Así las cosas, los medios y recursos judiciales ordinarios, siguen siendo preferenciales, y a ellos deben recurrir las personas para solicitar la protección de sus derechos. La acción de tutela es un mecanismo subsidiario frente a los demás modos de defensa judicial y su objetivo no es desplazarlos, sino que se convierte en el último recurso para obtener la protección efectiva de los derechos fundamentales, en la medida en que el ordenamiento jurídico no le ofrece al afectado otro medio de defensa judicial.
En este asunto, como lo anotó la Sala de Casación Civil de la Corte, es claro que la acción de tutela resulta improcedente teniendo en cuenta que la accionante no utilizó los recursos y mecanismos ordinarios que la ley les concede para hacer valer sus derechos dentro del respectivo proceso y no la acción constitucional, pues precisamente el numeral 1º del artículo 6º del Decreto 2591 de 1991 consagra, como causal de su improcedencia, la existencia de otros recursos o medios de defensa judiciales, razón por la cual se negó el amparo y no porque con ello se avale un acto ilegal como lo sostienen el recurrente.

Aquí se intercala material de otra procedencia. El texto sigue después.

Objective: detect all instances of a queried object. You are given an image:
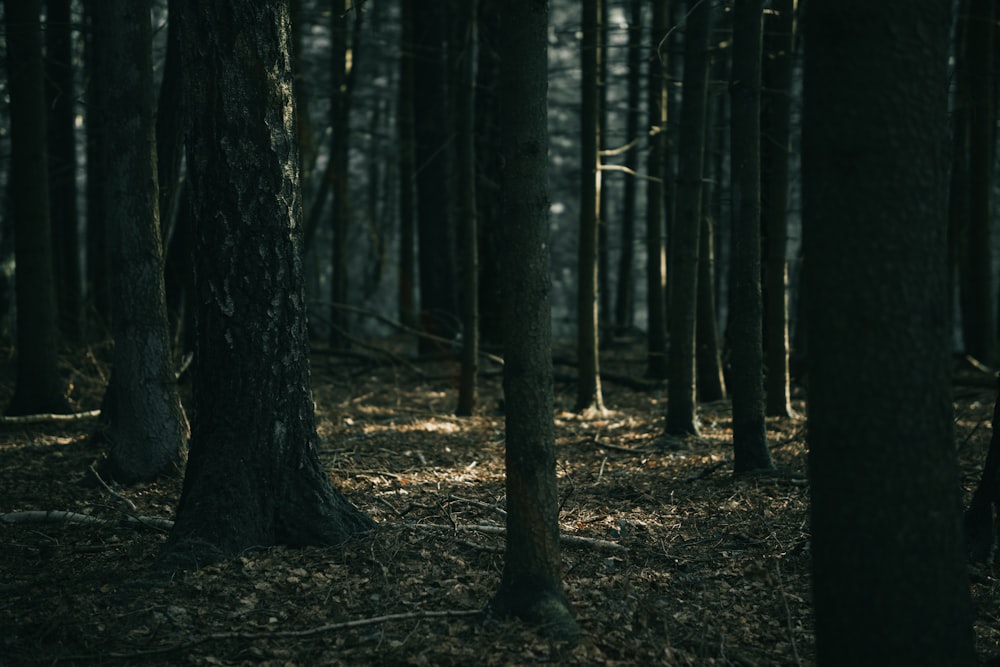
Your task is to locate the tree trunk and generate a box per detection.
[803,0,976,665]
[160,0,372,571]
[666,0,712,435]
[646,0,669,380]
[760,0,795,417]
[729,0,774,474]
[573,0,604,412]
[451,0,479,417]
[4,0,69,415]
[489,0,580,639]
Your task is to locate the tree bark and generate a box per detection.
[4,0,69,416]
[489,0,580,639]
[803,0,976,665]
[159,0,373,571]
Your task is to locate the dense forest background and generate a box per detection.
[0,0,1000,667]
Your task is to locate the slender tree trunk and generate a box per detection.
[490,0,580,639]
[4,0,69,415]
[451,0,479,416]
[646,0,669,380]
[729,0,774,473]
[574,0,604,412]
[760,0,795,417]
[802,0,976,665]
[666,0,712,435]
[45,0,83,340]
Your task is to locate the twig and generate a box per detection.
[0,410,101,424]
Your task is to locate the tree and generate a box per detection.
[490,0,580,639]
[667,0,712,435]
[451,0,479,416]
[760,0,795,417]
[803,0,976,665]
[160,0,373,569]
[574,0,604,412]
[92,0,188,484]
[729,0,774,473]
[4,0,69,415]
[646,0,669,380]
[45,0,83,339]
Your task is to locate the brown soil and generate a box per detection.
[0,348,1000,667]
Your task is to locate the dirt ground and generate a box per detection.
[0,347,1000,667]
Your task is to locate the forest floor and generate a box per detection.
[0,346,1000,667]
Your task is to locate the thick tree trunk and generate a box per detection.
[729,0,774,473]
[666,0,712,435]
[4,0,69,415]
[160,0,372,570]
[95,0,188,484]
[490,0,580,639]
[803,0,976,665]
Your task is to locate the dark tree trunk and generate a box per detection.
[803,0,976,665]
[451,0,479,417]
[666,0,712,435]
[646,0,669,380]
[490,0,580,639]
[760,0,795,417]
[413,2,458,354]
[94,0,188,484]
[729,0,774,474]
[45,0,83,340]
[4,0,69,415]
[160,0,372,570]
[615,0,642,335]
[574,0,604,412]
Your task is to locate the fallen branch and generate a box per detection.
[0,510,174,530]
[0,410,101,424]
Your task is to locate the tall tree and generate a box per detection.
[729,0,774,473]
[666,0,712,435]
[45,0,83,339]
[802,0,976,665]
[4,0,69,415]
[93,0,188,484]
[160,0,372,569]
[490,0,580,639]
[646,0,670,380]
[760,0,795,417]
[574,0,604,412]
[451,0,479,416]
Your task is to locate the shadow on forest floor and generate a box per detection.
[0,348,1000,667]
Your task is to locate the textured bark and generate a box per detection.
[729,0,774,473]
[490,0,580,639]
[160,0,372,570]
[573,0,604,412]
[760,0,795,417]
[4,0,69,416]
[92,0,188,484]
[666,0,712,434]
[803,0,976,665]
[646,0,669,380]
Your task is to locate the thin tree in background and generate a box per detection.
[451,0,479,416]
[802,0,977,665]
[760,0,795,417]
[729,0,774,473]
[574,0,604,412]
[489,0,580,639]
[92,0,188,484]
[645,0,669,380]
[4,0,69,415]
[45,0,83,340]
[159,0,373,572]
[666,0,712,435]
[615,0,642,335]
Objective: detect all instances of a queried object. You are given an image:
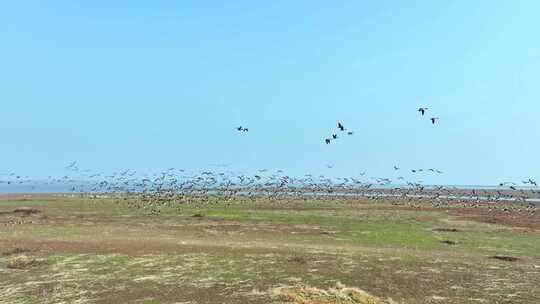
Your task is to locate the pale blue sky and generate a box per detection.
[0,0,540,184]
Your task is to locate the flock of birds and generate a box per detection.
[0,107,540,214]
[0,162,540,215]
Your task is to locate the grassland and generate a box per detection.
[0,197,540,304]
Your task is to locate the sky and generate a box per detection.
[0,0,540,185]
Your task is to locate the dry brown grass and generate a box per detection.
[271,283,396,304]
[6,255,44,269]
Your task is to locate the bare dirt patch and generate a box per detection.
[271,283,395,304]
[6,255,45,269]
[489,255,519,262]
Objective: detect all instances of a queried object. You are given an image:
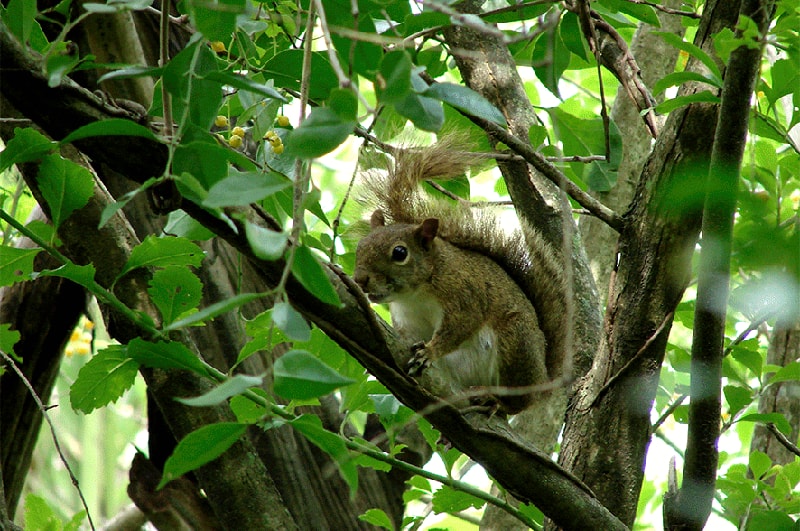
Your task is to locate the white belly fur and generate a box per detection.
[389,293,499,389]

En consideración a lo anterior, resulta improcedente el amparo constitucional y en consecuencia, se confirmará lo dispuesto en el fallo objeto de la impugnación. En mérito de lo expuesto, la Corte Suprema de Justicia, Sala de Casación Laboral, administrando justicia en nombre de la República y por autoridad de la Ley,
RESUELVE
PRIMERO. - CONFIRMAR el fallo de tutela impugnado, de fecha y procedencia precitadas. SEGUNDO.- NOTIFICAR esta decisión a los interesados en la forma prevista por el artículo 30 del Decreto 2591 de 1991. TERCERO.- Enviar el expediente a la Corte Constitucional para su eventual revisión. CÓPIESE,
NOTIFÍQUESE Y CÚMPLASE ELSY DEL PILAR CUELLO CALDERÓN GUSTAVO JOSÉ GNECCO MENDOZA EDUARDO LÓPEZ VILLEGAS LUIS JAVIER OSORIO LÓPEZ FRANCISCO JAVIER RICAURTE GÓMEZ CAMILO TARQUINO GALLEGO ACLARACIÓN DE VOTO DEL MAGISTRADO GUSTAVO JOSÉ GNECCO MENDOZA Aunque comparto la decisión adoptada, debo aclarar que en mi opinión la acción de tutela no procede contra providencias judiciales, en virtud de los principios de autonomía e independencia de los jueces, columna vertebral de todo Estado de Derecho, tal como durante mucho tiempo y de manera pacífica y reiterada lo consideró esta Sala de la Corte Suprema de Justicia, con apoyo en varios argumentos jurídicos sólidos que mantienen plena vigencia. Para no abundar en esas serias razones, suficientemente conocidas y que ahora no son compartidas por la mayoría, estimo suficiente remitirme a lo que argumentó la Sala en fallo del 29 de octubre de 1998: “Conforme lo ha dicho en múltiples ocasiones esta Sala de la Corte Suprema de Justicia, la declaración de inconstitucionalidad de los artículos 11, 12 y 40 del Decreto 2591 de 1991, en los cuales se permitía el ejercicio de la acción de tutela contra providencias judiciales, retiró de nuestro ordenamiento jurídico el único aparente fundamento que existía para la procedencia de dicha acción contra cualquier providencia que en desarrollo de un proceso o actuación judicial se profiera.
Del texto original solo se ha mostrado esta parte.